LTB4 mediated hypoxemia in guinea pigs: Relationship to pulmonary and cardiovascular pathophysiology

Abstract LTB 4 is released in the presence of lung injury and may therefore play a role in the pathophysiology of the lung damage. We therefore, administered LTB 4 as an I.V. bolus or as an aerosol to guinea pigs and assessed the physiologic response and the lung histology. After 2 ug of I.V. LTB 4 airway pressure (AP) rose transiently by 5 ± 1 mmHg and at five min was back to baseline while PaO 2 fell from 96±5 mmHg to 78±3 mmHg and remained low at least 45 min. Static compliance (Cstat) was unchanged. Right ventricular systolic pressure (RVSP) and mean aortic pressure (MAP) rose from 9±1 to 16±1 mmHg and 43±4 to 62±5 mmHg respectively while cardiac index (c.I.) fell from 266 to 208 ml/kg/min but all values were baseline again by 10 min. Aerosolized LTB 4 raised AP by 4.6 ± 0.2 mmHg while PaO 2 fell from 90±7 to 52±5 mmHg. AP recovered by 20 min but PaO 2 remained low at least for 1 hour. MAP, RVSP and CI and Cstat were unaffected.
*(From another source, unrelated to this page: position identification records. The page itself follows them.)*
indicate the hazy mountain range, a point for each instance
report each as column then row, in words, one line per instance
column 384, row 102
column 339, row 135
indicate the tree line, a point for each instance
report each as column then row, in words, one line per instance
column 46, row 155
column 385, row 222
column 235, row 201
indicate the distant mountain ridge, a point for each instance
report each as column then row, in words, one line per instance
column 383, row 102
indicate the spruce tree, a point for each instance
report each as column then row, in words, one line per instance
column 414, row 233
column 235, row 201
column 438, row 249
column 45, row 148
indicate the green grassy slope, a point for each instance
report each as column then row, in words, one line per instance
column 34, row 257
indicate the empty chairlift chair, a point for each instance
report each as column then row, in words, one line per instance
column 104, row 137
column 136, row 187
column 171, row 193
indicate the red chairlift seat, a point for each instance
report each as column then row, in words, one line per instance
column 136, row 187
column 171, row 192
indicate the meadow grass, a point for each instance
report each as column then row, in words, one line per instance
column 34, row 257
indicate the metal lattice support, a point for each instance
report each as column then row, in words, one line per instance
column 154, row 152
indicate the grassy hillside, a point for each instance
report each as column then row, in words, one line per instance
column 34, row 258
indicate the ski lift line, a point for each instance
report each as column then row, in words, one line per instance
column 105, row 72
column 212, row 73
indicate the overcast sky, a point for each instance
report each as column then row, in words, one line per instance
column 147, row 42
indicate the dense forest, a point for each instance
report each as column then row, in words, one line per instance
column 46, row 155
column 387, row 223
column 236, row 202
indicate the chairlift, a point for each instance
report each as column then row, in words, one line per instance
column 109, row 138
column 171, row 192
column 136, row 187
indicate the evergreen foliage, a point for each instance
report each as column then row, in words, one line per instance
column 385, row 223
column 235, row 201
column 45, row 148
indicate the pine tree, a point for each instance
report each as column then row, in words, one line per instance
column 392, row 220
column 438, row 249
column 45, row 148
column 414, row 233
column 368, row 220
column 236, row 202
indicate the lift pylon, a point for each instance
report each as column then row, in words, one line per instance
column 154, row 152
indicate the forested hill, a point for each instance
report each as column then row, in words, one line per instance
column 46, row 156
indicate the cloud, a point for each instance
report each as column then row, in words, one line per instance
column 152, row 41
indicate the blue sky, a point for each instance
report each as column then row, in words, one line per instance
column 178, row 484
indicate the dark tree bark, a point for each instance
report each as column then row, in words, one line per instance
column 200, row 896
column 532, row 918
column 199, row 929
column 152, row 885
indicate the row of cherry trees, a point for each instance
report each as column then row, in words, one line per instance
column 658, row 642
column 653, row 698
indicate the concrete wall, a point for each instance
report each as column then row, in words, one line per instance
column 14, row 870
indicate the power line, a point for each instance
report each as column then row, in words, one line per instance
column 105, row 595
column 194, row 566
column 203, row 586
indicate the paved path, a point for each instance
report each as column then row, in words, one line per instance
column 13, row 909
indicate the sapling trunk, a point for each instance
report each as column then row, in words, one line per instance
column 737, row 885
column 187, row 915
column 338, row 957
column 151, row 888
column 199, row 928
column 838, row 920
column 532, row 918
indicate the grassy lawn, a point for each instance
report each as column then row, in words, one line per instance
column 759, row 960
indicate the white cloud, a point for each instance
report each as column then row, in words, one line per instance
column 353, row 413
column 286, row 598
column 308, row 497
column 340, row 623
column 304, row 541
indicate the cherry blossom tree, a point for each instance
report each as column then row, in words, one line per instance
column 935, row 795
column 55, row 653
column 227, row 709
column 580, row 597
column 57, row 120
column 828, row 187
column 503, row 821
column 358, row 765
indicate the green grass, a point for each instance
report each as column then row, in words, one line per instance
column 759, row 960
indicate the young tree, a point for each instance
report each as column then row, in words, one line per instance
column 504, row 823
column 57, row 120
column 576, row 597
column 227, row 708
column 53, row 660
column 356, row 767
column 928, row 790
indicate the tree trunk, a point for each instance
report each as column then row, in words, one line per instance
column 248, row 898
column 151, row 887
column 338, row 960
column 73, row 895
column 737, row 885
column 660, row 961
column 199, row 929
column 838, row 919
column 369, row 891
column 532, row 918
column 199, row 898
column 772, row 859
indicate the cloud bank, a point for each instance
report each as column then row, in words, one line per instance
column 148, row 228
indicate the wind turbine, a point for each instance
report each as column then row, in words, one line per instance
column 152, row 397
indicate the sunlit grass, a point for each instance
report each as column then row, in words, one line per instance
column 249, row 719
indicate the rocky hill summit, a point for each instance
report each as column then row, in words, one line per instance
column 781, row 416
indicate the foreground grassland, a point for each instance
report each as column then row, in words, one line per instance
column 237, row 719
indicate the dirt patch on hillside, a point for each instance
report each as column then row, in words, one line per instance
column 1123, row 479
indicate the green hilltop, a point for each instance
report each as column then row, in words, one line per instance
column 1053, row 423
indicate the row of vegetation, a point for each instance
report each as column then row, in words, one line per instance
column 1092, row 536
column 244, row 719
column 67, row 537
Both I.V. and inhaled LTB 4 increased neutrophil infiltrate in the lung although the water aerosol control did too, preventing us from showing a significant effect with LTB 4 aerosol. Indomethacin blocked the airway effects and the hypoxemia after I.V. or aerosolized LTB 4 but not the neutrophil infiltrate or the rise in RVSP. It actually enhanced (p 4 . Thus cyclooxygenase released products likely mediated the rise in airway pressure and the prolonged fall in PaO 2 after LTB 4 in guinea pigs but not the pulmonary and systemic vasoconstriction.